Almost five years ago, I was standing outside the room I was to be married in, wearing my white wedding dress. A veil covered my eyes and the processional was about to begin. I was talking to my soon-to-be-husband's brother's in-laws about having never been to the South, where they all live.
"When you and your husband come out, you can stay with us!" they said graciously. I smiled, feeling truly embraced by them. But my brother-in-law had a different reaction -- screaming.
"If she comes out, she's going to stay with us!" he yelled. "There would be no reason for her to stay with you!" Those were the last words I heard before I walked down the aisle.
It was one of many signs that my marriage wouldn't last. The signs weren't obvious to most people, particularly those who weren't involved in the wedding planning. A lot of the issues that surfaced during my nine-month engagement showed glimpses of what I was getting myself into: A family with mixed-up priorities and a husband who was emotionally immature. I was certainly not ready for what my marriage had in store. Here are nine other signs my marriage was doomed to fail:
THE PROPOSAL: I knew exactly when the proposal was going to happen and how it would happen. I went with him to ask for my father's blessing. He told me when he bought the ring. I even drove to the beach where he proposed. My ex couldn't do anything without someone holding his hand, and had no sense of subtlety, creativity or romance.
RELIGION: My Jewish-but-not-very-religious family suggested a venue where we could serve fish to those who keep kosher -- a common trend at Jewish weddings. My in-laws put their feet down; the venue had to be absolutely, without a doubt, 100 percent kosher. This was strange because they were not strictly kosher and neither were any of the guests. Later I realized that their insistence was not about religion, it was about showing off. My ex followed this pattern in our marriage; I was less of a person and more of a prize.
THE INVITES: We had an agreement that we would invite only family, a few friends from each side and our friends as a couple. I learned then that he had only one friend to invite. If you need to understand a guy, look at who his friends are -- or the lack thereof.

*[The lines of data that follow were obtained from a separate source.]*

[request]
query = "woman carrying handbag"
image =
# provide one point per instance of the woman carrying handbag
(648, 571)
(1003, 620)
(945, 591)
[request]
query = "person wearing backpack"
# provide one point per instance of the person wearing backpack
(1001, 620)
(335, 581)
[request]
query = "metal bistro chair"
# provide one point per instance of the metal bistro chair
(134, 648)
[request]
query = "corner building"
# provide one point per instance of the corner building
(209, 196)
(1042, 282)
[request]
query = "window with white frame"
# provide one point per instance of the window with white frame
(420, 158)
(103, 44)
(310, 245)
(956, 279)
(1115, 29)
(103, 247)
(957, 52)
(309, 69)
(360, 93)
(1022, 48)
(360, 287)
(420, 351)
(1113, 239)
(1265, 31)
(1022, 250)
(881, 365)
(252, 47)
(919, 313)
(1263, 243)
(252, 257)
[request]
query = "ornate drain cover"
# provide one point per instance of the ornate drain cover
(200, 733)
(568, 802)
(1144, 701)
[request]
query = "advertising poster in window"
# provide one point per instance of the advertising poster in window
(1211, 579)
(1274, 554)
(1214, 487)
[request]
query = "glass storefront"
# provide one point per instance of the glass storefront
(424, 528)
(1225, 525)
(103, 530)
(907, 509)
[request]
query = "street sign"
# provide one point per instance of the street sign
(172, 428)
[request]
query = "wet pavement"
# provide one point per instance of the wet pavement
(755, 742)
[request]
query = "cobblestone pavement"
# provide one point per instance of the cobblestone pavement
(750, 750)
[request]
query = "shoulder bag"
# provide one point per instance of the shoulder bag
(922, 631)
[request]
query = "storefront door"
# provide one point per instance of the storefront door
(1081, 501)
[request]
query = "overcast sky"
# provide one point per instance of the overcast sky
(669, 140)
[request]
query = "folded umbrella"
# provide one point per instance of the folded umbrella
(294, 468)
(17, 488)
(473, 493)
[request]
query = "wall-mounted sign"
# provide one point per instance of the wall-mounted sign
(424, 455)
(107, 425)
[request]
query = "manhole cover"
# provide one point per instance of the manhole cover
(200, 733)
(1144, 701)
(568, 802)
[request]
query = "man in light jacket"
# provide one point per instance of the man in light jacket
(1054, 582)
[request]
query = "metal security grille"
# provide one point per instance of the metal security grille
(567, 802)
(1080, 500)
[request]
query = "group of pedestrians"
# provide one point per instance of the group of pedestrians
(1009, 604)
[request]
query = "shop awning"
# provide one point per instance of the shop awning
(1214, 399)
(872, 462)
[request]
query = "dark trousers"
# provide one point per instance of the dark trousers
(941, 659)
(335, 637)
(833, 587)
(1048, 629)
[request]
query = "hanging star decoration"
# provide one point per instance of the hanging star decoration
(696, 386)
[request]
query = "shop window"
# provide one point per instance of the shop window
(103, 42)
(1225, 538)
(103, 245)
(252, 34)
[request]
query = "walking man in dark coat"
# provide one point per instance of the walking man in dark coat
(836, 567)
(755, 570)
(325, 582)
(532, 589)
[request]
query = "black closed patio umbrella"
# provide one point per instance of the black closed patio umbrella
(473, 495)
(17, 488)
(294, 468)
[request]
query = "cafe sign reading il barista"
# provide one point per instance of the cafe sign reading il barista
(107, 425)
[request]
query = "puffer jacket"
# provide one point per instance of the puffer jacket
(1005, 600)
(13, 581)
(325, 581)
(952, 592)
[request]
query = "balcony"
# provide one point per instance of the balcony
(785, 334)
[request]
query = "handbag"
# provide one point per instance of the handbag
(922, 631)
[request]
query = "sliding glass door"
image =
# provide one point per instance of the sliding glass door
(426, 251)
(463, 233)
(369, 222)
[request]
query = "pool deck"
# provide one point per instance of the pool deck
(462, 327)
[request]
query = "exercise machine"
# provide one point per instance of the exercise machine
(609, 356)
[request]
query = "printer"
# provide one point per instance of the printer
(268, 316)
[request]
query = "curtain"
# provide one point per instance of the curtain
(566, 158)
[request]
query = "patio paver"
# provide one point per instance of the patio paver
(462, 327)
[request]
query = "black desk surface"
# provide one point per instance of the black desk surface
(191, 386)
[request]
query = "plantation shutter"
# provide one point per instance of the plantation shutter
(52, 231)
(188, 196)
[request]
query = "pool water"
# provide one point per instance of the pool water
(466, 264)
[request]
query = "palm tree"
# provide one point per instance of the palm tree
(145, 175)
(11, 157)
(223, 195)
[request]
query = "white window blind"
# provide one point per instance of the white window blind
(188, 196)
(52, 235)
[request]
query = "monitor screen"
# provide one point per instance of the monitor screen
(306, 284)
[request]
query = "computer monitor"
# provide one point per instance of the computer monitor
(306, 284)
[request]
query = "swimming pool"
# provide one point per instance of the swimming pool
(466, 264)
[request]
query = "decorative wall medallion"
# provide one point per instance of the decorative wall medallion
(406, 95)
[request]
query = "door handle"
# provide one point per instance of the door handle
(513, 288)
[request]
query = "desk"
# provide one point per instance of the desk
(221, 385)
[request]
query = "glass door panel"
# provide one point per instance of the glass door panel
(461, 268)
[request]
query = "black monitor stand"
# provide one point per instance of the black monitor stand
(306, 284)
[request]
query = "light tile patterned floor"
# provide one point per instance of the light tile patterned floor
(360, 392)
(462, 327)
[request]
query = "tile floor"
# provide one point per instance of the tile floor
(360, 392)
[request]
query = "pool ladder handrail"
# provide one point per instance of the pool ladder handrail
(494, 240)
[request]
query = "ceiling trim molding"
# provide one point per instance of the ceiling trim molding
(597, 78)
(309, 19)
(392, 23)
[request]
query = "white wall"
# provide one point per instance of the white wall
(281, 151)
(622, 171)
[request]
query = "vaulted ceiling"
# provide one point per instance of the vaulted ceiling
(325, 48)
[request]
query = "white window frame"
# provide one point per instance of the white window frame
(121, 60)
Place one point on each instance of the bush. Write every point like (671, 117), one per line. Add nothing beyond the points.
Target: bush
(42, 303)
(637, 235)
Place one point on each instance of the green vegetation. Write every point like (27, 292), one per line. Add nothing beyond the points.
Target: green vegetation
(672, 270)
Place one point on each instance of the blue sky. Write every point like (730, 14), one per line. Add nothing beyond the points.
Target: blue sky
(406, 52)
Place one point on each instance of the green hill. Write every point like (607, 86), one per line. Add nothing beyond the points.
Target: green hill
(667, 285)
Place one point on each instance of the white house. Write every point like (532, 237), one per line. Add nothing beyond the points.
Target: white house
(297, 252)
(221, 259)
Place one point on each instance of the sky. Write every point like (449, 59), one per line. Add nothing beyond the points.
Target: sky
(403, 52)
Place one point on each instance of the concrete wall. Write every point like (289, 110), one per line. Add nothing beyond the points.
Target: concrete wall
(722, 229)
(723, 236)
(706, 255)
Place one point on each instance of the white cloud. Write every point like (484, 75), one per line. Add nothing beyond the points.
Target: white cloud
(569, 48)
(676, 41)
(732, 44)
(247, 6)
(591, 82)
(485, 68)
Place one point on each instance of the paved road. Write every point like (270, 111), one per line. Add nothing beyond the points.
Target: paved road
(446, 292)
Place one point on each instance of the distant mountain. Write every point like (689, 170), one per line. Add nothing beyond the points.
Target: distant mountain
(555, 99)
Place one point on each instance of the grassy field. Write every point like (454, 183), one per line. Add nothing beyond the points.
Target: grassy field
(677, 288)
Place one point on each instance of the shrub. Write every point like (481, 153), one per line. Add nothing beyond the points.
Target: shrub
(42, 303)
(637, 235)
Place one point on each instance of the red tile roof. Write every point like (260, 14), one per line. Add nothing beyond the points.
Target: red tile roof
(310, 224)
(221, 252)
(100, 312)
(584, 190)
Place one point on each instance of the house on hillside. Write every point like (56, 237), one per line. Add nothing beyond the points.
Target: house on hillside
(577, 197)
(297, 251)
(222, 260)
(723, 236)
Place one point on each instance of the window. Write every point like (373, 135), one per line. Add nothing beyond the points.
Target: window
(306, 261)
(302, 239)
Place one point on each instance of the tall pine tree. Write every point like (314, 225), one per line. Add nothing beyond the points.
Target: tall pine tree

HIS FAMILY: Only a handful of his family members on the invite list were people he saw regularly; the rest he had only seen three or four times in his life. I see my whole family -- cousins and all -- a minimum of four times a year. What kind of family only sees each other at weddings and funerals? This indicated his propensity to keep relationships at an arm's length.
THE WHITE DRESS: I didn't want to wear a white dress to my wedding. I don't look good in white, and I wasn't pretending to be pure. My ex insisted that I wear white as his grandmother was extremely traditional. A non-white wedding dress would not have sat well with her. I acquiesced my wants and desires just to make everyone else comfortable.
THE BOUTONNIERE: "Guys don't wear flowers!" That's what my husband-to-be said when I brought up ordering flower lapels for all the men in the party -- including him. I will never forget this argument -- childish, absurd and strange as hell. The only way he agreed to wear one? I told him that his brother wore one at his wedding.
THE WEDDING PLANNING: I did a lot of the wedding planning on my own -- looking at flowers, testing cakes, visiting the event coordinators. My ex was absent for most of the process. Similarly, when things got tough in our marriage, I had to take care of it. He was nowhere in sight.
THE WEDDING WEEKEND: Throughout the wedding weekend, my in-laws pulled out all the stops for my ex. Actually, it really wasn't for him. Almost everything they did that weekend was organized for my brother-in-law and his wife and kids, from the hotel they stayed at to where they ate. So much so that when I rushed into the dressing room to change into my white dress, I received the nastiest look from my brother-in-law's wife, as if to make certain that I knew this day was not about me.
THE BRIDE: I was not a bridezilla by any stretch of the imagination, but I wanted to feel special on my wedding day. I didn't. I wasn't even excited. That was the biggest sign of all that my marriage wouldn't last. A wedding day is supposed to be the happiest day of a girl's life, and it wasn't mine. What I was most excited about was not that I was getting married to my ex, but rather that my friends and family were together. That is not a good way to start a new life.
Despite all the signs, I went under my chuppah, received my ring and heard the glass smash under my ex's foot. And then, instead of a kiss, he hugged me. Great -- not only was my marriage doomed, but my sex life was going to be a goner, too.
Five years later, the white wedding dress is long gone and so is my ex, who is preparing to walk down the aisle with someone else less than a year after I left. I could spend time wondering why I didn't heed the signs that my marriage would fail, but that would discount the amazing things I learned as a result of it. Although divorce is now a part of my life's journey, the marriage taught me so that's helped me move forward, and when my next wedding day comes, I will be a bit more prepared.
And hey, at least the food was good.